1. What role is the UN playing in this?  My impression is that the UN
has been largely excluded, and NATO wants to use its peacekeepers, not
UN troops.  This is one reason Milosevic doesn't want to budge--NATO
troops in Kosovo would be an incursion into his sovereign state.

2. How do you know NATO would send in ground troops to fight?  Here in
the US, officials are discounting the possibility of sending in ground
forces. Perhaps Clinton is lying to us (what a shock), but after Vietnam
I doubt that the American people are going to accept an all out war.  A
ground war, with its high casualties, would be the end of Clinton
politically, especially after he explicitly assured us he is sticking to
airstrikes.  No one here wants 100 thousand troops trying to occupy the region.

[snip]

> > The strikes can possibly weaken their moral to the point where they
> > capitulate, but that is not a tangible miliary goal, it is a
> > pyschological goal.  No one knows how far Milosovic will go and how many
> > will die until he caves.
>
> I agree.  If the Russians can get him to agree to the minimum
> requirments, I'm sure NATO will be relieved to stop the bombing and
> never mention sending in troops.  I suspect the Russians will succeed,
> and I suspect it will be due in part to their need to get more loans
> from the the IMF that they will apply some behind the curtain
> pressure.  I hope they succeed.

Primakov's attempt to strike a deal failed.  NATO wouldn't accept it.
Now Russia is sending in its navy to "monitor" the situation.
Meanwhile, NATO expands its operations.

> > Meantime, the airstrikes seem to be provoking even greater atrocities on
> > the part of Milosovic.  There are now reports of genocide.
>
> This provoking idea seems silly to me.  I mean it places the Serbs in
> the position of heathens, which they are not.  They are intelligent
> people, and I don't believe for a minute that they think they can stop
> the bombing by increasing the very atrocities that NATO is using to
> manufacture the consent required to carry on with the bombing.  It
> doesn't make sense.  It does make sense that they have stepped up the
> process because they know they are running out of time.

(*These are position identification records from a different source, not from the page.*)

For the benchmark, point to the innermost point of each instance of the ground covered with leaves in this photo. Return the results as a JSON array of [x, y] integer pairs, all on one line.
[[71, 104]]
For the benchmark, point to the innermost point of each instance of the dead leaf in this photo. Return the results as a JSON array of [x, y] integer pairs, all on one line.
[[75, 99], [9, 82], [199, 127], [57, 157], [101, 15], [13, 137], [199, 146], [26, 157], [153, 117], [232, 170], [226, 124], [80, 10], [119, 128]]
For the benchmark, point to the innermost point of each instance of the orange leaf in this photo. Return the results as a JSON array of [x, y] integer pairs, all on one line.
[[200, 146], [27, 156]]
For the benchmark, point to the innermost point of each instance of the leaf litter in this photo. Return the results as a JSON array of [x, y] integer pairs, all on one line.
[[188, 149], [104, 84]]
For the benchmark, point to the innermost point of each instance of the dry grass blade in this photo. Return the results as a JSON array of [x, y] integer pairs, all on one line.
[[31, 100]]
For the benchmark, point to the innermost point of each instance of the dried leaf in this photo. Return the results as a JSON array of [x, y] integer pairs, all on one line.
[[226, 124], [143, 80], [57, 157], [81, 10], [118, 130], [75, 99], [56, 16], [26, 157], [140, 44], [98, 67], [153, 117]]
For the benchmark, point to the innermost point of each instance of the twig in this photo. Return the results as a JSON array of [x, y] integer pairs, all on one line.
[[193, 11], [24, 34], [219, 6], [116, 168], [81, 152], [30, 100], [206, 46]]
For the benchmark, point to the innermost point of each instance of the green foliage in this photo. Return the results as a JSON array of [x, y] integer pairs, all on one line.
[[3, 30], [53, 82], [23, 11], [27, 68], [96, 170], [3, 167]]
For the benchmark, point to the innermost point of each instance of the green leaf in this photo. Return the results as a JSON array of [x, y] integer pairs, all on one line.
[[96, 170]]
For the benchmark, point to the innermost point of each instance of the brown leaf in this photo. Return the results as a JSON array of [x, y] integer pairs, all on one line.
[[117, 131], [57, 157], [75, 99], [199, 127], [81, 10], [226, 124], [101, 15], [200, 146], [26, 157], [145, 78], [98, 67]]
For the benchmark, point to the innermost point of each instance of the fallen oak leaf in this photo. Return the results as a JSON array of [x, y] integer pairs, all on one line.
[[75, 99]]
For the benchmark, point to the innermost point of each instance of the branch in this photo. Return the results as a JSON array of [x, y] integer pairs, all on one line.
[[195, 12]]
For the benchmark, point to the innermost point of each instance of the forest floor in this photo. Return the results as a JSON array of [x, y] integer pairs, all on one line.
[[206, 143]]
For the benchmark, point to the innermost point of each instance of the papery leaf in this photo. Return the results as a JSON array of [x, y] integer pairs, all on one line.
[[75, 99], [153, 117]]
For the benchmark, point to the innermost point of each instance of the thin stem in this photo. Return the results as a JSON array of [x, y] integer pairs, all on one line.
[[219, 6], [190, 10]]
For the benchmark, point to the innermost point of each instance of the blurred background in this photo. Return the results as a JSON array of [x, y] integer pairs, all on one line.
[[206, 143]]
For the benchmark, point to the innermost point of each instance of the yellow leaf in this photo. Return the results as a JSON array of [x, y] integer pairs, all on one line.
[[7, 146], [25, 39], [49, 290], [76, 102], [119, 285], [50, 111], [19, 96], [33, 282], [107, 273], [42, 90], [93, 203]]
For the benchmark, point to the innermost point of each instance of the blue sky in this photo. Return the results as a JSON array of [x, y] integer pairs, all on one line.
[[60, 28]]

Perhaps you are right, if Milosevic thinks NATO will invade with ground
forces.  But I suspect Milosevic knows how NATO dreads a ground war.
Milosevic wants to aggravate the situation so that the West sees the
bombings as a failure.  The best way to do this is to initiate even more
atrocities against the Kosovars, atrocities which NATO can't stop
because they are committed by mobile soldiers with small arms.

Now Milosevic has not had a hair on his head scratched.  Above you
equate Milosevic with his people.  Milosevic and his regime are not the
same as the Serbian people.  The Serbs may be intelligent people, but
they are ruthlessly controlled by their government.  Moreover
Milosevic's soldiers are imbued with nationalism and may very well seek
revenge on the ethnic Albanians.

Nationalism bifurcates the world: there are your friends and there are
your enemies.  Your enemy's friends are your enemies.  A blow against an
Albanian is a blow against NATO.

> > These bombings seem like another bad decision on the part of Clinton. He
> > continues his "bomb first, ask questions later" policy.  The strikes
> > lack clear, attainable objectives and don't seem to have any limit. Thus
> > the situation could very well become worse.
>
> It is a military action and its purpose is purely military, namely to
> knock out as much of the military machine as possible.

That is not at all a clear objective.  How much of his military regime
should we knock out?  How do we know when we've done enough?  How does
that goal correspond with the other alleged priority: saving lives.